In the address President Obama presented before the Joint Session
Congress and to the nation made reference to the following: “The cost
of health care now causes a bankruptcy in America every 30 seconds.” Is this true or is this a mischaracterization?
The
issue rests upon extrapolation versus interpolation. The explanation
and rationale for this can be found in The American Heritage
explanation regarding Extrapolation and Interpolation. They are, “A
mathematical procedure which estimates values of a function
for certain desired inputs given values for known inputs. If the
desired input is outside the range of the known values this is called
EXTRAPOLATION, if it is inside then it is called INTERPOLATION. The
method works by fitting a curve to two or more given points and then
applying this function to the required input.” Gary Langer is Director
of Polling at ABC News. He observes the following in his report
entitled, “The Numbers”! In that article on March 05, 2009, he notes the following: “Medical Bankruptcies: A Data-Check (responses from the lead author of the Harvard study, Dr. David Himmelstein, are included) “President
Obama’s kicking off his health care reform today in the worst possible
way: with a mischaracterization of data. The cost of health care now
causes a bankruptcy in America
every thirty seconds, Obama said at the opening of his White House
forum on health care reform. The problem: That claim, based on a 2001
survey, is simply unsupportable. The figure comes from a 2005 Harvard University study
saying that 54 percent of bankruptcies in 2001 were caused by health
expenses. We reviewed it internally and knocked it down at the time; an
academic reviewer did the same in 2006. Recalculating Harvard’s own
data, he came up with a far lower figure – 17 percent. A more recent study by
another group, approaching it another way, indicates that in 2007 about
eight-tenths of one percent of Americans lived in families that filed
for bankruptcy as a result of medical costs. That rings a little less
loudly than “one every 30 seconds.”
The
ABC News article continues with these observations: “A good part of the
problem is definitional. The Harvard report claims to measure the
extent to which medical costs are ‘the cause’ of bankruptcies. In
reality its survey asked if these costs were “a reason” – potentially
one of many – for such bankruptcies. Beyond
those who gave medical costs as “a reason,” the Harvard researchers
chose to add in any bankruptcy filers who had at least $1,000 in
unreimbursed medical expenses in the previous two years. Given
deductibles and co-pays, that’s a heck of a lot of people. Moreover,
Harvard’s definition of “medical” expenses includes situations that
aren’t necessarily medical in common parlance, e.g., a gambling
problem, or the death of a family member. If your main wage-earning
spouse gets hit by a bus and dies, and you have to file, that’s
included as a “medical bankruptcy.” When I asked the lead author, Dr.

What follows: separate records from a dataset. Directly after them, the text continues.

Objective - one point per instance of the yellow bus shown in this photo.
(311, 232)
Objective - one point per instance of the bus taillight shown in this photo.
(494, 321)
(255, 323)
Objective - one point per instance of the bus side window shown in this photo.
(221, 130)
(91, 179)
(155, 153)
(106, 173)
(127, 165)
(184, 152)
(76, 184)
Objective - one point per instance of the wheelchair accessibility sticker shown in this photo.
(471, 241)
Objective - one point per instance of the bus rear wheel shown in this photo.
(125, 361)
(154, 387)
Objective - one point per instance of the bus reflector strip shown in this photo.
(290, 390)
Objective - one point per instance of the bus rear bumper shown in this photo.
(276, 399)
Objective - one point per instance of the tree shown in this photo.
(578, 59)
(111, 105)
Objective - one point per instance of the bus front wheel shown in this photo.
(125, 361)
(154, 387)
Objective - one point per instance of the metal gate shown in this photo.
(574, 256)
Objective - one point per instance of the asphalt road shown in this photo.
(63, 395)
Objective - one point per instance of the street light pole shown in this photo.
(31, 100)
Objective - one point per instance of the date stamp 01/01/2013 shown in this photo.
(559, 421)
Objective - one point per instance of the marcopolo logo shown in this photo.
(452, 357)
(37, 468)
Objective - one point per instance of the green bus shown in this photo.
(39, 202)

David Himmelstein, about his definitions of medical bankruptcy back in
2005, he said, “It’s a judgment call,” and added that any death, for
example, “to our mind is a medical event.” A last problem was sampling:
The Harvard researchers surveyed bankruptcy filers in five federal
court districts accounting for 14 percent of bankruptcies nationally;
projecting this to the other 86 percent is sketchy. Said Himmelstein:
“Obviously the extrapolation is rough.”
Consider
these things with me - - - Truth is vital and basic for every
interpersonal relationship and for all government. Ephesians 4:25 [The
Message] summarizes it this way: “What
this adds up to, then, is this: no more lies, no more pretense. Tell
your neighbor the truth. In Christ's body we're all connected to each
other, after all. When you lie to others, you end up lying to
yourself.” This is as plain and simple as it gets, and if avoided – it
is to one’s own peril – personally or governmentally!